Film: The Book Thief

"One small fact: you are going to die."

2013 was a good year for cinema, so it’s not hard to see why this fairly run-of-the-mill war drama feels somewhat overlooked and under-loved (despite its Oscar nomination for John Williams’ score).

We follow Liesel, a girl placed into a German foster home in WWII, and her stand-in parents, played by Geoffrey Rush and Emily Watson. They harbour a Jewish man in their basement, and face the risks involved with such a crime at that time. Liesel likes to steal books, another thing frowned upon by the Nazis, and finds solace in their contents.

The Book Thief is great on so many fronts. The score is Oscar nominated. It’s beautifully shot. The set design is well executed with a good attention to detail. It’s wonderfully acted; Rush and Watson are always great, and Sophie Nélisse gives a pitch perfect performance as Liesel. She’s naive but brave, and makes the character believable in a way many have failed before her.
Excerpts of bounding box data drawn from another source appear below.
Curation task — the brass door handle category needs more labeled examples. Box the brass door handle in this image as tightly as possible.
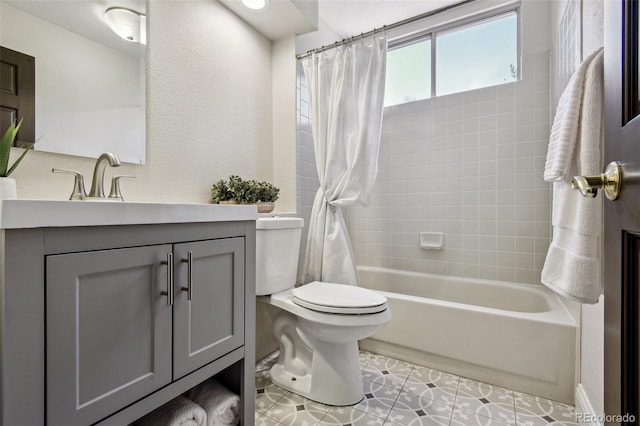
[571,161,622,201]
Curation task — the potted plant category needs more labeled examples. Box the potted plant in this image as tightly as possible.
[211,175,280,213]
[0,120,29,199]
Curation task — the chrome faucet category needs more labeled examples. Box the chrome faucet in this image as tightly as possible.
[88,152,122,198]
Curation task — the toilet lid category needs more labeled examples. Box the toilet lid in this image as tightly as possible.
[293,281,387,315]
However, unlike Liesel, the film as a whole seems to lack heart. It’s a repetitive screenplay, and the supporting characters are short changed. Max, the Jewish refugee in the basement comes to mind. He’s central to Liesel’s life, yet seems to just sit in the basement offering words of wisdom to her. There’s no real emotional connection between the two, despite the script saying that there is. Liesel’s friend Rudy is also carelessly written, almost to the point where we just don’t care what happens to him.

This is a film that’s hard to fault, yet it’s not captivating enough to care about. The all-important ending feels procedural and dry, perhaps a little rushed. There’s a lack of effort where it counts, and an over-reliance on the talents of the cast and crew, when what we want to see is an impactful drama.

Worth a watch if you like war dramas, but The Book Thief is otherwise a waste of potential.